AI to help identify breast cancer risk and reduce unnecessary surgeries
Every year thousands of woman undergo painful and invasive surgeries to remove breast lesions that current diagnostic tools identify as of a high risk for cancer. The vast majority of these procedures reveal the lesions to be benign, so improving current detection and diagnosis tools is a major priority for many researchers. Now an AI system that uses machine learning has been developed to predict which high-risk lesions are most likely to become cancerous.
Mammograms are still the most important diagnostic tool for uncovering breast cancer. Suspicions lesions that are discovered through a mammogram will subsequently be tested with a needle biopsy. Generally if that biopsy is found to be abnormal a patient will undergo surgery to remove the lesion, but 90 percent of the time these lesions are found to be benign rendering the surgical procedure unnecessary.
"Because diagnostic tools are inexact, there is an understandable tendency for doctors to over-screen for breast cancer," says coauthor of the new research Regina Barzilay. "When there's this much uncertainty in data, machine learning is exactly the tool that we need to improve detection and prevent overtreatment."
The research team from MIT's Computer Science and Artificial Intelligence Laboratory (CSAIL), Massachusetts General Hospital and Harvard Medical School developed a machine learning model that was trained on 600 existing high risk lesions, incorporating variables as broad as family history, demographics and past biopsies. The model was then tested on 335 lesions, correctly predicting with an accuracy of 97 percent, those that were ultimately upgraded to cancer.
The study concluded that over 30 percent of surgeries to remove these benign lesions could have been avoided by incorporating this machine learning model into general diagnostic practices.

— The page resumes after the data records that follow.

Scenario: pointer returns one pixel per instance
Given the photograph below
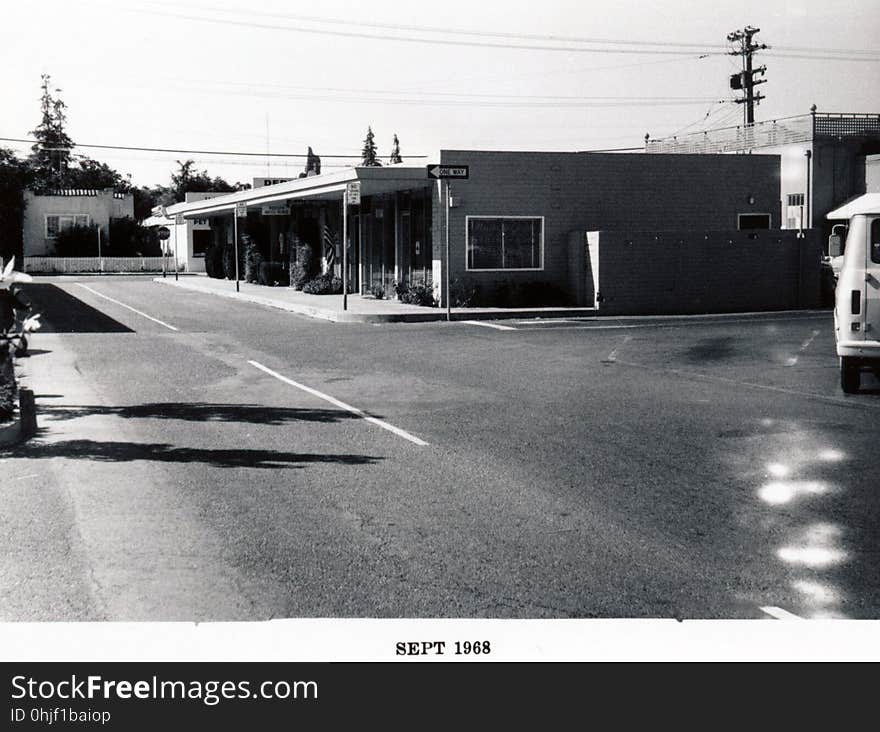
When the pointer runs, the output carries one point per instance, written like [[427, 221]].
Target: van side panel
[[872, 281]]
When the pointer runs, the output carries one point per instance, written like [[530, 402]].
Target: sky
[[281, 75]]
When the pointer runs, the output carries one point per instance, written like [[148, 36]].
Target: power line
[[196, 152], [435, 29], [746, 80]]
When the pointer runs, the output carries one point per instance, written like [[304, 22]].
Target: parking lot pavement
[[696, 468]]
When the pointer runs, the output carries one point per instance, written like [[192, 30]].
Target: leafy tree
[[188, 180], [127, 238], [395, 151], [369, 156], [92, 174]]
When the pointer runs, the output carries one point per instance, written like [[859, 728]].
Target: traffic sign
[[353, 193], [443, 172]]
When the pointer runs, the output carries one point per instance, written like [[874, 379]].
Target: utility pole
[[746, 79]]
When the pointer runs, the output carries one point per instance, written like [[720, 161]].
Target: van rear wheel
[[850, 375]]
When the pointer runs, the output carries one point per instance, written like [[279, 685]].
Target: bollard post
[[27, 408]]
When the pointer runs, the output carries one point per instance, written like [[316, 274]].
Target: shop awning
[[327, 187]]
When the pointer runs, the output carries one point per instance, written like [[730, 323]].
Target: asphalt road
[[186, 468]]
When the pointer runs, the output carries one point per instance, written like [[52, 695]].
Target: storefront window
[[504, 243]]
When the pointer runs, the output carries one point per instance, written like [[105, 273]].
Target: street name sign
[[353, 193], [446, 172]]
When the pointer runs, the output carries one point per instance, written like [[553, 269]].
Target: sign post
[[163, 233], [446, 173], [448, 258], [240, 212], [178, 221], [352, 196]]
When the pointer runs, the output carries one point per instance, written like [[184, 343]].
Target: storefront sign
[[276, 209], [353, 193]]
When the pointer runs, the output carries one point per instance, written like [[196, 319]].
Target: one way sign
[[438, 172]]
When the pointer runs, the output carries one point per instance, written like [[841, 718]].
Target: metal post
[[345, 249], [448, 259], [235, 244], [808, 154]]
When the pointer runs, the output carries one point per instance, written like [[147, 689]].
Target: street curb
[[430, 314]]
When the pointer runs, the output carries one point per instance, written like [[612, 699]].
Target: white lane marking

"In the past we might have recommended that all high-risk lesions be surgically excised," says Constance Lehman, one of the collaborators on the project. "But now, if the model determines that the lesion has a very low chance of being cancerous in a specific patient, we can have a more informed discussion with our patient about her options. It may be reasonable for some patients to have their lesions followed with imaging rather than surgically excised."
AI diagnostic tools are booming in medical research at the moment, with machines helping doctors scour through data to better diagnose a variety of conditions. From a Chinese system helping focus lung cancer diagnosis to an AI that can identify skin cancers as well as a trained dermatologist, the ability for machine models to help identify deadly disease is increasing from year to year.
The new study was published in the journal Radiology.